L’aide pour les violences sexuelles liées à la guerre en Ukraine profite également aux victimes de violences domestiques

OUZHHOROD, Ukraine — Kseniya Horovenko, une psychologue, les a accueillis dans une salle bien éclairée meublée de quelques chaises, canapés et tables surmontées de petits drapeaux ukrainiens et canadiens.
OUZHHOROD, Ukraine — Kseniya Horovenko, une psychologue, les a accueillis dans une salle bien éclairée meublée de quelques chaises, canapés et tables surmontées de petits drapeaux ukrainiens et canadiens.
Elle a entendu les histoires de tant de survivants – femmes, hommes et enfants aussi – au cours de l’année qui a suivi l’invasion de l’Ukraine par la Russie, un conflit où plusieurs pays, dont le Canada, ont conclu que la violence sexuelle était utilisée comme arme de guerre.

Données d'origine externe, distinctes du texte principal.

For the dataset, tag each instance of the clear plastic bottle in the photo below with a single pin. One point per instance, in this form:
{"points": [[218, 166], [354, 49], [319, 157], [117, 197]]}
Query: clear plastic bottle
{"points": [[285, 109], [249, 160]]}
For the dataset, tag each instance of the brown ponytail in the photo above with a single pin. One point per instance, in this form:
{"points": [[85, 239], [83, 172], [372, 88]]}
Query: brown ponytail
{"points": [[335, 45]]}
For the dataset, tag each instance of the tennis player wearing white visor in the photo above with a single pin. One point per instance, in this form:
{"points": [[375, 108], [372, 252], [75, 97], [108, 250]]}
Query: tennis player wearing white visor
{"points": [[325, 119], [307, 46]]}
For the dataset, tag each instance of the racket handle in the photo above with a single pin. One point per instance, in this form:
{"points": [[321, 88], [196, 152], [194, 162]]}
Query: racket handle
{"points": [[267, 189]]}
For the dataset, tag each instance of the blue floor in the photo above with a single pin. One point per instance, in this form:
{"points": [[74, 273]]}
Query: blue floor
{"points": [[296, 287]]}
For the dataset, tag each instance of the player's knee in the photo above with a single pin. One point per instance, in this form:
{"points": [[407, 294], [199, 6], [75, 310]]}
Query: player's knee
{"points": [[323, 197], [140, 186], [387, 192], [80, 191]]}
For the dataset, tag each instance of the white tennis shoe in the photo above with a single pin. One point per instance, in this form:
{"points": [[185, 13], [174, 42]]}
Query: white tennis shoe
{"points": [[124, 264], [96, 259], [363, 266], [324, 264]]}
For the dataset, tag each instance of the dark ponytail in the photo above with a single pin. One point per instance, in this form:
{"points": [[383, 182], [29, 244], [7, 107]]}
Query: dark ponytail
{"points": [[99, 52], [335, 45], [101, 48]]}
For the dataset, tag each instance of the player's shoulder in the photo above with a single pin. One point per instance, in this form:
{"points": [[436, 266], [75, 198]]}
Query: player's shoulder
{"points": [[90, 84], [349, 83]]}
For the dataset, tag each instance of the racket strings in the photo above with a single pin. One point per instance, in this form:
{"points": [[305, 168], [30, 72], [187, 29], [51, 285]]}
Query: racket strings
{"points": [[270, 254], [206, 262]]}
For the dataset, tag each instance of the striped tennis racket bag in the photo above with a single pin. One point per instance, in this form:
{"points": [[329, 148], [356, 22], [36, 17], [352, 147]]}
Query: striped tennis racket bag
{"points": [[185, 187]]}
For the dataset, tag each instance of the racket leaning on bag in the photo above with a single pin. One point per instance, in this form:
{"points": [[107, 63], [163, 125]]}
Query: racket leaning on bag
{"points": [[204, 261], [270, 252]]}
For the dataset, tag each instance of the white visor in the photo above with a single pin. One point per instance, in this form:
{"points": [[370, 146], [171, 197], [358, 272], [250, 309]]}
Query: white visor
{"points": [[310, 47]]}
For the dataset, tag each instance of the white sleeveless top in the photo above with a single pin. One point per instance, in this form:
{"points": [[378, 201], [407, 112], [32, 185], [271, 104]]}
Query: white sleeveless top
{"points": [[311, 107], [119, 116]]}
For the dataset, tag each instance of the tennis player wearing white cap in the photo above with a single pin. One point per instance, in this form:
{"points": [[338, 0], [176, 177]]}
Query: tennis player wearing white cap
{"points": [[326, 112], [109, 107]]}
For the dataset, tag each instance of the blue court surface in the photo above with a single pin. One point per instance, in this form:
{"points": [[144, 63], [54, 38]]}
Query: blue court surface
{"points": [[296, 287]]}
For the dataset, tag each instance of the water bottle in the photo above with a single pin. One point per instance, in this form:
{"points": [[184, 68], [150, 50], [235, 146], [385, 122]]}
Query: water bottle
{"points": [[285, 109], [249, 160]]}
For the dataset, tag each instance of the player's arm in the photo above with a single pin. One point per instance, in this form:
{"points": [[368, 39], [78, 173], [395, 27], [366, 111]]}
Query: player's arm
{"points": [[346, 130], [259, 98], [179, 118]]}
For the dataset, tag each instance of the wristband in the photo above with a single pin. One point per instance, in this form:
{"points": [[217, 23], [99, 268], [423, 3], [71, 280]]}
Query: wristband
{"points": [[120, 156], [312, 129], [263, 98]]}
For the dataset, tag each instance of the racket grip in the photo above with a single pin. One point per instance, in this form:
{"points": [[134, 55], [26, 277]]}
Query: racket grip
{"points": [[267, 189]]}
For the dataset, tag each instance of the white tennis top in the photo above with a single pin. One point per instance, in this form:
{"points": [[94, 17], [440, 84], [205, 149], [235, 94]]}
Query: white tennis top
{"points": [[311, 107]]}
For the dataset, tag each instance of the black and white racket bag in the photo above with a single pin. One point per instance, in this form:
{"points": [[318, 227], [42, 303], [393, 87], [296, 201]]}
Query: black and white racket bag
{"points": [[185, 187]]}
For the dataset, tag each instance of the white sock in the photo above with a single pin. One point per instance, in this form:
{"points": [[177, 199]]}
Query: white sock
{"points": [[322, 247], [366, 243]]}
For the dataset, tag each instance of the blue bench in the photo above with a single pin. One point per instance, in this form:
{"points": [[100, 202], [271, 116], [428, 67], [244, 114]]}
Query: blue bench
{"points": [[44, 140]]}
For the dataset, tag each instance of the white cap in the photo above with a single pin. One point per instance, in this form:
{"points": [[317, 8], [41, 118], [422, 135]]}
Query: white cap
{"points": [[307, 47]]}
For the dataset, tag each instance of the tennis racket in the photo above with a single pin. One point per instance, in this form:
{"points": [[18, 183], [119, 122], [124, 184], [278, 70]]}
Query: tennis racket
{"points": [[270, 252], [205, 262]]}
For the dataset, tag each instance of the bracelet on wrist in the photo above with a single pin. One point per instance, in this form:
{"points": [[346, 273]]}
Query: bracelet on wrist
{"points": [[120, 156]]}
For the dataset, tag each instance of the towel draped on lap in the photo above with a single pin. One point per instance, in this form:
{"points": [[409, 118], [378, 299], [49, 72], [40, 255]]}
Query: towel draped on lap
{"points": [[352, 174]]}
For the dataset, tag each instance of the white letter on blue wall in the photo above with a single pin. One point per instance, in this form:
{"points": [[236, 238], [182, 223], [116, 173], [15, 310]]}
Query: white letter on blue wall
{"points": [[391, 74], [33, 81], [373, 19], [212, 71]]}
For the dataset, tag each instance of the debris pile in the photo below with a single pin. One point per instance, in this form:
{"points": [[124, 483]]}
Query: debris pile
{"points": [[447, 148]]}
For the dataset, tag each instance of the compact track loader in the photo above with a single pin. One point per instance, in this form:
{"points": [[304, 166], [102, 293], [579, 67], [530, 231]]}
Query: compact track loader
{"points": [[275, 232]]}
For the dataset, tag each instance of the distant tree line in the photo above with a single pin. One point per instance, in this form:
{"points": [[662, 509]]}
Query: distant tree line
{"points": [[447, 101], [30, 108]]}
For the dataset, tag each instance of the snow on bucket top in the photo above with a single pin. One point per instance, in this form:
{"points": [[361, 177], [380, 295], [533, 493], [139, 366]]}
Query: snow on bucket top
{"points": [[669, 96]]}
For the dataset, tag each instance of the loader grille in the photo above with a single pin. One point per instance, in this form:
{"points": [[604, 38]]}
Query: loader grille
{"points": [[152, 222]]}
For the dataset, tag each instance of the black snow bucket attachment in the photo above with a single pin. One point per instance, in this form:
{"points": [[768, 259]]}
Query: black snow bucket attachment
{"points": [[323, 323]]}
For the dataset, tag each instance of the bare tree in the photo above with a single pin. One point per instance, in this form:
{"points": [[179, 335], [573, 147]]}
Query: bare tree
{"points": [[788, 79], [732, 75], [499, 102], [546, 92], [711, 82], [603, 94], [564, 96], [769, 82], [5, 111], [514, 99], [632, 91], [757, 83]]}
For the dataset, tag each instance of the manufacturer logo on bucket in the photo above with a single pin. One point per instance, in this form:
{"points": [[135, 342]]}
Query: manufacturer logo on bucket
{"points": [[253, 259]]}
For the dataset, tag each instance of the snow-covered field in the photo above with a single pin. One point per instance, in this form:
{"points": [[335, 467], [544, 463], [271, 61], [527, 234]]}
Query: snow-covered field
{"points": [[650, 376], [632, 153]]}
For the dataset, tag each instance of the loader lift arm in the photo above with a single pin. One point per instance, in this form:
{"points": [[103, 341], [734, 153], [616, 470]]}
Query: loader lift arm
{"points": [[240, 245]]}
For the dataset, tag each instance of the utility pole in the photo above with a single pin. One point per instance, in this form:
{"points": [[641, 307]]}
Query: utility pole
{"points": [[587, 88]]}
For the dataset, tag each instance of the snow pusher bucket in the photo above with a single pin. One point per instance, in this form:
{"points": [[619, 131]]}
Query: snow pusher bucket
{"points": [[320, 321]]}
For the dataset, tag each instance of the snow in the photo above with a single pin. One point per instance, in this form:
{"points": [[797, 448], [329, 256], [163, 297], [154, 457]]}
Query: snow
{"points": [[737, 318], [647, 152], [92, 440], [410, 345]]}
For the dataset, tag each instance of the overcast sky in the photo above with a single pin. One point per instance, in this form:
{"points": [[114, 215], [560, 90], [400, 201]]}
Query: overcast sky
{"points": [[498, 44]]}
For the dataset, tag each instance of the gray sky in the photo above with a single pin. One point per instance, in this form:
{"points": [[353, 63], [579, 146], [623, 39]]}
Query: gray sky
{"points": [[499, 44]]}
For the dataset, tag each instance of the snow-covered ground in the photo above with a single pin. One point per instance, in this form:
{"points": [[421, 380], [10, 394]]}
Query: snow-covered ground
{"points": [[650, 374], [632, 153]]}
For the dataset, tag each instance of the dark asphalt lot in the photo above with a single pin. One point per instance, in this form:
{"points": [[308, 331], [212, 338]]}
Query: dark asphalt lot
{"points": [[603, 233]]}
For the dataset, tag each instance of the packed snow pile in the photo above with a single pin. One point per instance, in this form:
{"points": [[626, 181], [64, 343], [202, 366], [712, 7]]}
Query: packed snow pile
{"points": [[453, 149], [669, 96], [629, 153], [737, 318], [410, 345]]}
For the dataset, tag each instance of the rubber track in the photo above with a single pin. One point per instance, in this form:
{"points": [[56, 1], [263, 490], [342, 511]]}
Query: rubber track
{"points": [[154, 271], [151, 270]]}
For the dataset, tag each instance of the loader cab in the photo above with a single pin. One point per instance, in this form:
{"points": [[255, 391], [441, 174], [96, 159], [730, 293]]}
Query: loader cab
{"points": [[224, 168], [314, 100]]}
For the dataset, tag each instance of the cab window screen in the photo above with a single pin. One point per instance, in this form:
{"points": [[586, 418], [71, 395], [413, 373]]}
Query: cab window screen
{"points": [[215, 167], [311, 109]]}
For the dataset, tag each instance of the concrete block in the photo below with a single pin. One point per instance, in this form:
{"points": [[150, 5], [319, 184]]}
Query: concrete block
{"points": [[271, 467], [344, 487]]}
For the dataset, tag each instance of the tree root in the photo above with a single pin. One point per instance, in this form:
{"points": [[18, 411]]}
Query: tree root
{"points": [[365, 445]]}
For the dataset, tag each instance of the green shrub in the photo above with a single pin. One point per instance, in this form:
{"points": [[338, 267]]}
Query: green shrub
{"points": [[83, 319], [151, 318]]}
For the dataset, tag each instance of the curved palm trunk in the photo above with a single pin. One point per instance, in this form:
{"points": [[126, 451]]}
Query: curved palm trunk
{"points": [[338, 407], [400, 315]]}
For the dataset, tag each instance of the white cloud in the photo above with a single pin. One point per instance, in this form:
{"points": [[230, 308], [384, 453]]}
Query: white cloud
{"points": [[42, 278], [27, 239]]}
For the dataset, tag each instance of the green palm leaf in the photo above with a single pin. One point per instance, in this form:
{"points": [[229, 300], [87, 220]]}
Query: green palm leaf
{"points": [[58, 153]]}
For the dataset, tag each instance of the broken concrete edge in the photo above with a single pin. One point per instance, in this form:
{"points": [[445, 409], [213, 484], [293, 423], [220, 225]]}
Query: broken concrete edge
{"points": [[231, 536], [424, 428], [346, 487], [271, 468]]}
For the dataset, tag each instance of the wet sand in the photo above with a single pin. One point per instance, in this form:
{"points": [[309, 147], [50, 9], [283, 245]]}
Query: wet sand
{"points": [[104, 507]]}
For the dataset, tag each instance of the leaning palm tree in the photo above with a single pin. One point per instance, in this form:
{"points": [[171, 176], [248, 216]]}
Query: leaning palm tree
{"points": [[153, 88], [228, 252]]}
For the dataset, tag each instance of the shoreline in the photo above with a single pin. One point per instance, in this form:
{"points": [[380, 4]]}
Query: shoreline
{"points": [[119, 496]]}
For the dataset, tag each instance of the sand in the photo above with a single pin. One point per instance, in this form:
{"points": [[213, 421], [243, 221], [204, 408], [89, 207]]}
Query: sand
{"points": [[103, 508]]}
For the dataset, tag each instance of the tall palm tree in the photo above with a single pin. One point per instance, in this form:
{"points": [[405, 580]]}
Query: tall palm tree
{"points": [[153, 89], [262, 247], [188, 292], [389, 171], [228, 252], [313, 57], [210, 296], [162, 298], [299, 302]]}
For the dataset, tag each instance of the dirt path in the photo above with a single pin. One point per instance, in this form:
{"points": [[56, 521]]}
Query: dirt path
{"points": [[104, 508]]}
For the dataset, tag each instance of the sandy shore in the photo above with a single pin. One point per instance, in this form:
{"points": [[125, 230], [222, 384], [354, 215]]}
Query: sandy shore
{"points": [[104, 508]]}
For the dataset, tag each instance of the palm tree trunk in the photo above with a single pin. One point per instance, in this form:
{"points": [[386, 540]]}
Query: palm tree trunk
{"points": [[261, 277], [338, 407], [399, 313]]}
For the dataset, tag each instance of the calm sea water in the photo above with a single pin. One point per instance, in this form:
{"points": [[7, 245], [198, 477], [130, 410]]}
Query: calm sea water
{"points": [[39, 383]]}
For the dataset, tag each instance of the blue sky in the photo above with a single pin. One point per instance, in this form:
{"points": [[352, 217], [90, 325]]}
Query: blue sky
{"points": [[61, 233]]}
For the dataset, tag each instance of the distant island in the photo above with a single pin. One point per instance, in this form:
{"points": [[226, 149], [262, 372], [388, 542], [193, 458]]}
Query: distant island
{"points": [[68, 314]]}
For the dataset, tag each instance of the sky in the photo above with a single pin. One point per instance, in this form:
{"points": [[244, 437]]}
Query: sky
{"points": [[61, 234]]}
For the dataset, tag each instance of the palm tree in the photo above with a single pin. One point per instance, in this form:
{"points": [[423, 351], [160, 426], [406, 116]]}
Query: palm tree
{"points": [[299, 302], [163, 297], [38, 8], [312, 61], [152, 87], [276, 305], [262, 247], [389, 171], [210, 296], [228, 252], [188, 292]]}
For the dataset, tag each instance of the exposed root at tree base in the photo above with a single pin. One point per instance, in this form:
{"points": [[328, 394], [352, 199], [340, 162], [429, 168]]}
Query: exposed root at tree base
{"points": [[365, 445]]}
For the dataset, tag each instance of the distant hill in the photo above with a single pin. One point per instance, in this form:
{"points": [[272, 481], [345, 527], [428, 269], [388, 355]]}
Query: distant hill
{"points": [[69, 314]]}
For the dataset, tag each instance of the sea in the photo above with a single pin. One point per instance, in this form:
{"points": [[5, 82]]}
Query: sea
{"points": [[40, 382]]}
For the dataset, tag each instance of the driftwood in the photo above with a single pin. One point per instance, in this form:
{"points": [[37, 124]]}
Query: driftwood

« Tout le monde n’en parle pas. Nous n’entendons que certaines choses », a déclaré Horovenko par l’intermédiaire d’un interprète.
« Les gens veulent oublier beaucoup de choses. »
Elle coordonne un service de conseil financé par le Canada à Uzhhorod, une petite station balnéaire près de la frontière avec la Slovaquie, où les gens sont arrivés par milliers après avoir fui les territoires occupés par la Russie.
Le service, qui a fourni un soutien à quelque 200 survivants de violences sexuelles et domestiques, est l’un des nombreux que le Canada a lancés par l’intermédiaire du Fonds des Nations Unies pour la population dans le cadre d’un programme d’aide de 7 millions de dollars. Il y a aussi 9,7 millions de dollars destinés à enquêter sur les agressions sexuelles perpétrées par les troupes russes dans les territoires occupés et à les traduire en justice.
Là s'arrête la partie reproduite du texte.